In the early days of the group Paul had always seemed shy. In 2001, however, when I had written the text for a picture-book about the Clash by Bob Gruen, the New York photographer, I had been surprised by a change that had overcome the group’s former bass player; as Bob Gruen and I went through hundreds of photographs with each of the group members, he was by far the most articulate. Mick was as warm as ever, but his comments were more jokey and less specific; and although Joe had insisted to Bob Gruen that I should write the text for his book, he surprised me by being the worst of the three interview subjects. Perhaps the photographs, which encapsulated almost the entire span of the career of the Clash, drew up too many memories; he ended up by saying he would write captions himself – and never did. Global A Go-Go, his second CD with the Mescaleros, was being readied for release and Joe was exhaustively – the only way he knew how to anything – promoting it; I could feel tension from Lucinda, on the couple of occasions when I rang up and spoke to her, trying to press Joe to come up with some text. A couple of months later, in the upstairs office that served as a dressing-room at the HMV Megastore on London’s Oxford Street, where Joe and the Mescaleros had just aired the new Global A Go-Go songs to a housefull crowd, he came up and apologized to me for not having come up with the goods.

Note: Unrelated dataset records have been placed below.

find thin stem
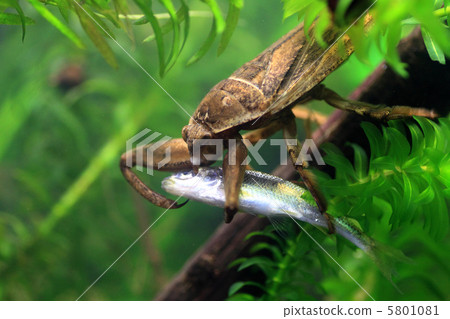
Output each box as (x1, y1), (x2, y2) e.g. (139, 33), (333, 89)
(94, 11), (211, 21)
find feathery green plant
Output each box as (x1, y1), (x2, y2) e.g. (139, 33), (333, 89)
(318, 118), (449, 240)
(0, 0), (243, 76)
(228, 118), (450, 300)
(1, 0), (447, 76)
(282, 0), (450, 75)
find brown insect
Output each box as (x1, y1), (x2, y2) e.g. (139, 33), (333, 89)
(120, 15), (436, 227)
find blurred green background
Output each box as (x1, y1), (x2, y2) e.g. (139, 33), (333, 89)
(2, 1), (445, 301)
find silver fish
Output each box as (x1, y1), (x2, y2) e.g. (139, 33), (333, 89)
(162, 167), (372, 251)
(162, 167), (409, 281)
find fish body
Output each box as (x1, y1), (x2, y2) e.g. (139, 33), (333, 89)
(162, 167), (372, 252)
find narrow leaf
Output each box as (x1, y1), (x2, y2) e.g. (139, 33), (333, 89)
(282, 0), (314, 20)
(5, 0), (28, 41)
(180, 0), (190, 53)
(250, 242), (283, 261)
(385, 21), (408, 76)
(0, 12), (34, 25)
(228, 282), (246, 296)
(217, 0), (243, 56)
(135, 0), (166, 76)
(73, 3), (118, 68)
(201, 0), (225, 33)
(186, 19), (216, 66)
(159, 0), (181, 75)
(27, 0), (84, 48)
(361, 122), (385, 161)
(347, 142), (368, 180)
(227, 293), (255, 301)
(422, 28), (446, 64)
(55, 0), (70, 23)
(142, 5), (188, 42)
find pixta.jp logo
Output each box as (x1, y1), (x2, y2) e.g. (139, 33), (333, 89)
(125, 129), (172, 175)
(126, 129), (325, 175)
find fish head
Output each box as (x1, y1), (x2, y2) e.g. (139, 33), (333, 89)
(161, 167), (225, 205)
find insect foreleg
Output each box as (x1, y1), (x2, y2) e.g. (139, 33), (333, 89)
(120, 138), (192, 209)
(223, 136), (247, 223)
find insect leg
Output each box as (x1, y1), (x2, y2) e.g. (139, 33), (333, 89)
(312, 85), (438, 120)
(223, 136), (247, 223)
(283, 114), (335, 233)
(120, 138), (192, 209)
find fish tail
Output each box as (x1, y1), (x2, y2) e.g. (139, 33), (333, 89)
(334, 217), (411, 290)
(365, 238), (412, 292)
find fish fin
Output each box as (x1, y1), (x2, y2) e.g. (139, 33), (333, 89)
(366, 239), (413, 293)
(267, 215), (294, 239)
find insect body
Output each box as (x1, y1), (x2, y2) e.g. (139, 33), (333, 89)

‘It’s fine,’ I said, telling him I’d used quotes he’d given me over the years. ‘I know you had a lot on your plate, and we came up with something anyway.’

‘But you shouldn’t let down your mates,’ he shook his head at himself.

Anyway, in Don Letts’s back garden it dawned on me that – contrary to everything that you might have expected in 1977 – even before Joe’s passing Paul had become the spokesman and historian of the Clash. At Don’s home that August evening he was especially communicative and open and seemed to feel an urge to talk about the group.

Paul Gustave Simonon was born on 15 December 1955 to Gustave Antoine Simonon and Elaine Florence Braithwaite. Gustave, who preferred to call himself Anthony, was a 20-year-old soldier who later opened a bookshop; Elaine worked at Brixton Library. As happened to Mick Jones, Paul’s bohemian parents split up when he was eight; he and his brother were taken to Italy when about ten, where they lived for six months in Siena, and six months in Rome. There his mother took him to see all the latest Spaghetti Westerns – not just Sergio Leone, but all the Django films also. In London, Paul moved to live with his father in Notting Hill. His father, once an ardent Roman Catholic churchgoer, joined the Communist Party: ‘Suddenly we’re being told we’re not going to church any more. I’m being sent off to stuff leaflets for the Communist Party through people’s letterboxes in Ladbroke Grove. You can imagine what it was like: all these rough Irish or West Indians, hanging out on the steps, and I’m coming up to their letterboxes: “What’s that you’re putting through there?” “Oh, it’s just something about the Communist Party.” Then I figured out, if my dad was such a passionate Communist, how come he was sitting at home and sending me off to do this?